Our study is strengthened by the inclusion of a nationally representative sample of patients with type 2 diabetes from the continuous NHANES data from 1999 to 2018. Furthermore, we limited our analyses to patients with reliable dietary recalls, conducted multiple subgroup and sensitivity analyses, and controlled for a wide array of potential confounders including sociodemographic variables, lifestyle factors, glycemic control, blood lipids, diabetes duration, and insulin usage. Certain limitations have the potential to influence the outcomes of our research findings. First, despite utilizing data from a prospective cohort study, the observational design of the study prevented the establishment of causality. Additionally, self-administered dietary evaluation instruments like dietary recalls are prone to measurement errors.
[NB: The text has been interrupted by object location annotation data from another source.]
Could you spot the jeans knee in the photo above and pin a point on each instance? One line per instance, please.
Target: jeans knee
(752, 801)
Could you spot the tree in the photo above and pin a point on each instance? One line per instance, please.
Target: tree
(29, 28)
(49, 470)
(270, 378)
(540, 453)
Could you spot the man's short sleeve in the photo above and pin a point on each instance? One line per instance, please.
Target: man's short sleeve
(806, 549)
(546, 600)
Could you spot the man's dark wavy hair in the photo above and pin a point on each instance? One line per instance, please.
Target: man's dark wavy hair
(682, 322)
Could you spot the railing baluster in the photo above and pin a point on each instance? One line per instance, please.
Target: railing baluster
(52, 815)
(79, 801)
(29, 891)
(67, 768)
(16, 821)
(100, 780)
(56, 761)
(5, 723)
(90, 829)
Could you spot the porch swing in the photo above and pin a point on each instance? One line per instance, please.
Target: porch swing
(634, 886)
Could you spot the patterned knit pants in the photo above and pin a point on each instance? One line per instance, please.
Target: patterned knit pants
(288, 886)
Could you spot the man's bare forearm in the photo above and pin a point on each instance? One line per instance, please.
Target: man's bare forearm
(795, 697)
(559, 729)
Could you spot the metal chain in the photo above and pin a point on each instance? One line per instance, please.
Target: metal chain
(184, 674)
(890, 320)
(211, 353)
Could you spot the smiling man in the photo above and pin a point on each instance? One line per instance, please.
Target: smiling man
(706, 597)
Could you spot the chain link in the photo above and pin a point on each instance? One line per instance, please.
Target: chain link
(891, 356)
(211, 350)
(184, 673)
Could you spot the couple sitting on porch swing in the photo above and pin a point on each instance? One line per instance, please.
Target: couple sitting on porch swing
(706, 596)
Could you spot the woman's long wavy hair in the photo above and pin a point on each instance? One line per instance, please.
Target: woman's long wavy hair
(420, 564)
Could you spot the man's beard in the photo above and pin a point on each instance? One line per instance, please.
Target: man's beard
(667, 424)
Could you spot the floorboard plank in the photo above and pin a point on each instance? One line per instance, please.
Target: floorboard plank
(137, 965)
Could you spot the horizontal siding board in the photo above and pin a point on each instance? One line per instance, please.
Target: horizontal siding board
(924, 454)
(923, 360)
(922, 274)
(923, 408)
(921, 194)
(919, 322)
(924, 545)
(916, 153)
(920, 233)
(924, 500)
Furthermore, dietary evaluations were conducted only once at the beginning of the study, therefore, any possible alterations in dietary habits throughout the duration of the study were not considered. Finally, it is important to consider the potential impacts of unidentified and residual confounding factors while interpreting the findings.

Conclusions

The prospective cohort study we conducted on patients with type 2 diabetes who were part of continuous NHANES from 1999 to 2018 revealed that a higher adherence to a dietary pattern abundant in proteins from fruits, fish, nuts, seeds, and legumes, while being low in red meat protein, may be linked to a reduced risk of mortality in individuals with type 2 diabetes. Greater adherence to “red meat and egg” dietary protein pattern was linked with an increased risk. Further longitudinal studies are required to validate our results and identify beneficial sources of dietary protein for individuals with type 2 diabetes.